Ashok et al. [113] have conducted a study on development of a natural photo-sensitizer from jackfruit rags for dye sensitized solar cells, with the aim of exploring ways for upcycling the waste materials for energy harvesting.

Renuka Prasad and Virupaksha [114] have purified a protease named ‘artocarpin’, from jackfruit latex which has showed proteolytic activity against casein. The jackfruit latex also can be used as an adhesive [59].

A study focusing on the investigation of nutritional quality of jackfruit stalk has been conducted by the Department of Food Science and Technology, University of Sri Jayewardenepura, Sri Lanka (unpublished data).

All these research efforts exhibit the possibility of utilization of jackfruit in commercial scale, with the aim of promoting its consumption.

2. Conclusion

Jackfruit is a tropical tree, which is a rich source of nutrients such as carbohydrates, proteins, vitamins, minerals, dietary fiber, and phytochemicals.
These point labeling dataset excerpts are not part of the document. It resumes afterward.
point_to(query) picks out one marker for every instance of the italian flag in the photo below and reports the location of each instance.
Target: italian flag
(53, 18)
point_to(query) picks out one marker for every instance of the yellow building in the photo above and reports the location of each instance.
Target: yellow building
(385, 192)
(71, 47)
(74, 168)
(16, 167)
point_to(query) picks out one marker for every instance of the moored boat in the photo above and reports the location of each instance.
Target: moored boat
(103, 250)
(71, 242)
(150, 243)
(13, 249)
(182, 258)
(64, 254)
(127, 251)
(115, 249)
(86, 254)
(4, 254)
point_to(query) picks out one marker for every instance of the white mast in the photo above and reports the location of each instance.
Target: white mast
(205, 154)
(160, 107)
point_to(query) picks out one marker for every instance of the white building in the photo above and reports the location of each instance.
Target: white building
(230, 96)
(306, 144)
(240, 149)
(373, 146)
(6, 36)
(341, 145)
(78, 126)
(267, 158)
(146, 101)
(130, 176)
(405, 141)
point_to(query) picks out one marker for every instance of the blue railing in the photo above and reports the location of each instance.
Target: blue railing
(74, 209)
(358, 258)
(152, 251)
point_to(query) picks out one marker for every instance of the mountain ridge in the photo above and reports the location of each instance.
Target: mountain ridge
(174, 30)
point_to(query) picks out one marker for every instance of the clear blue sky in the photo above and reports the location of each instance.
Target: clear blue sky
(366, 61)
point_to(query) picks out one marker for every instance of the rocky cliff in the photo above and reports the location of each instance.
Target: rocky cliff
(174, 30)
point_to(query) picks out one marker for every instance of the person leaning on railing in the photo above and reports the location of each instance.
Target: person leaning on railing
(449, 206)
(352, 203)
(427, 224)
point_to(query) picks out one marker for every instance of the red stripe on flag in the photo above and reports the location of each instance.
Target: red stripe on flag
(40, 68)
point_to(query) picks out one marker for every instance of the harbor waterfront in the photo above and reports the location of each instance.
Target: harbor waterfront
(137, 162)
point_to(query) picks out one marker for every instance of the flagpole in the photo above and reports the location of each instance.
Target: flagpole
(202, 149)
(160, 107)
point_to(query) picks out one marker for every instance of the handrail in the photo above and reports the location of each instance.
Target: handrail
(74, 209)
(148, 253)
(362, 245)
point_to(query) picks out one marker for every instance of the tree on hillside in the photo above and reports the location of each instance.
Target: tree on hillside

Previous studies have revealed numerous health benefits of jackfruit including anticarcinogenic, antimicrobial, antifungal, anti-inflammatory, wound healing, and hypoglycemic properties. However, it is considered as an underutilized fruit in commercial scale, mainly due to higher percentage of inedible portion which leads to more waste generation, difficulty in peeling and separation of edible bulbs from the rind, lack of knowledge on proper postharvest practices, and inadequate processing facilities in regions where they are grown. Hence, adhering to correct postharvest practices and conversion of jackfruit into minimally processed products, such as precut jackfruit, may encourage more population towards the consumption of jackfruit, and conversion of jackfruit waste materials into valuable products may aid in waste management. There are only a few recent studies that have focused on the extending shelf life of jackfruit and value addition of jackfruit waste by converting them to different products and renewable energy sources. Thus, more researches should be devoted for discovering possible industrial applications of jackfruit and proper management of waste generated in jackfruit processing.

Data Availability

The numerical data supporting this review article are from previously reported studies and datasets, which have been cited, and are available from the corresponding author upon request.

Conflicts of Interest

The authors declare that there are no conflicts of interest regarding the publication of this paper.